In the afternoon we headed over to Mhic Choinnich with more snow flurries but great views back to where we had come from.
Chris taking it all in on his first visit
The sun was even hotter yesterday so I chose to approach the Pinn by an enclosed gully in the Banachdaich Slabs. This had the added bonus of beautiful cold water for drinking right up to over 800m.
Glad to have reached the shade
A sea of mist lying east of Skye gave some beautiful effects and, as Mark pointed out, it was a wonderful day just to take it all in.

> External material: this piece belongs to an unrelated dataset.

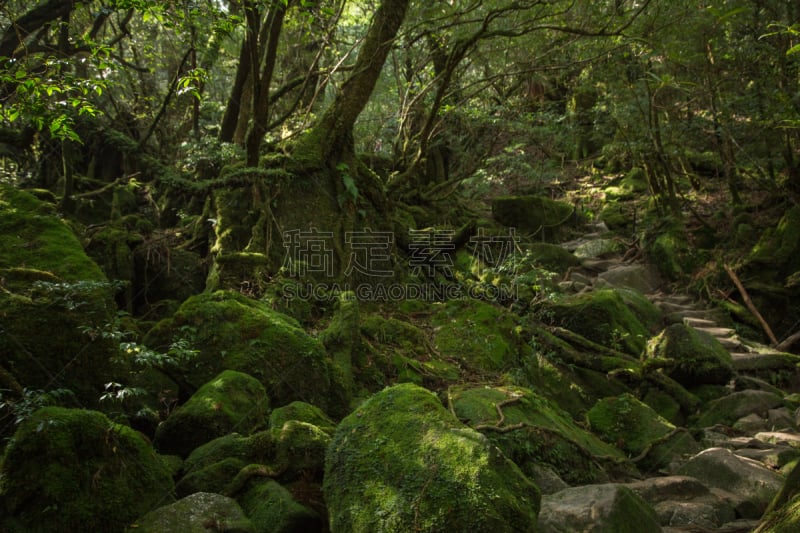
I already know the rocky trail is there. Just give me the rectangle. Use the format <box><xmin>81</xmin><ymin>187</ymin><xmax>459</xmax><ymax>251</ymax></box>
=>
<box><xmin>539</xmin><ymin>219</ymin><xmax>800</xmax><ymax>533</ymax></box>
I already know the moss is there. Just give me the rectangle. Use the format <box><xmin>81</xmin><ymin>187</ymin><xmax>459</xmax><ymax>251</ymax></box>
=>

The eastern Black Cuillin, Garbh-bheinn, Clach Glas & Blaven with the Affric peaks snow-clad behind
The hills were nearly empty and we saw just 2 solo climbers going up and then back down the long crest of the In Pinn. This would have created havoc on a busier day but a wonderful peace kept everything calm.
Falcon Scott celebrating a long-held ambition
Mark & Iain take in the views
A classic stacked abseil descent on a classic day
A nippy breeze was quite welcome just as we started our ascent. It didn’t stop us having a dip in the lochan on the way down but was a sure sign of yet another cold front returning; today has been bitter but still dry.
Thanks to Chris Sutcliffe for sending this great shot of the Cuillin above the sea of mist taken from Bealach na Ba above Applecross where he enjoyed the uber-classic Cioch Nose.
Blaven far left and Beinn na Caillich far right
We’ve just a last minute cancellation for our cottage that frees it up for the next fortnight. Please contact us by phone, 01471 822 116, or e-mail Catriona on firstname.lastname@example.org if you are interested in booking. Book price was £495 for Saturday to Saturday but we are open to offers for any let of 3 or more consecutive days.
Glas Bheinn cottage is a traditional stone built cottge in the village of Luib just 25 minutes from the Skye bridge. It sleeps 4 people in a double and a twin room.
Another glorious day treating us all to a good dose of sunburn today. Tom & I climbed Bomb Alley, roped across the last remaining snow on Collie’s Ledge and then tackled An Stac Direct before a leisurely ascent of the Pinn. The contrast with Monday’s wind & ice was unbelievable.
Big fresh bombs in the Alley
Ropes on Collie’s still
Pinn viewed from the top of An Stac Direct
Happy Tom after modestly climbing his last Munro; congratulations.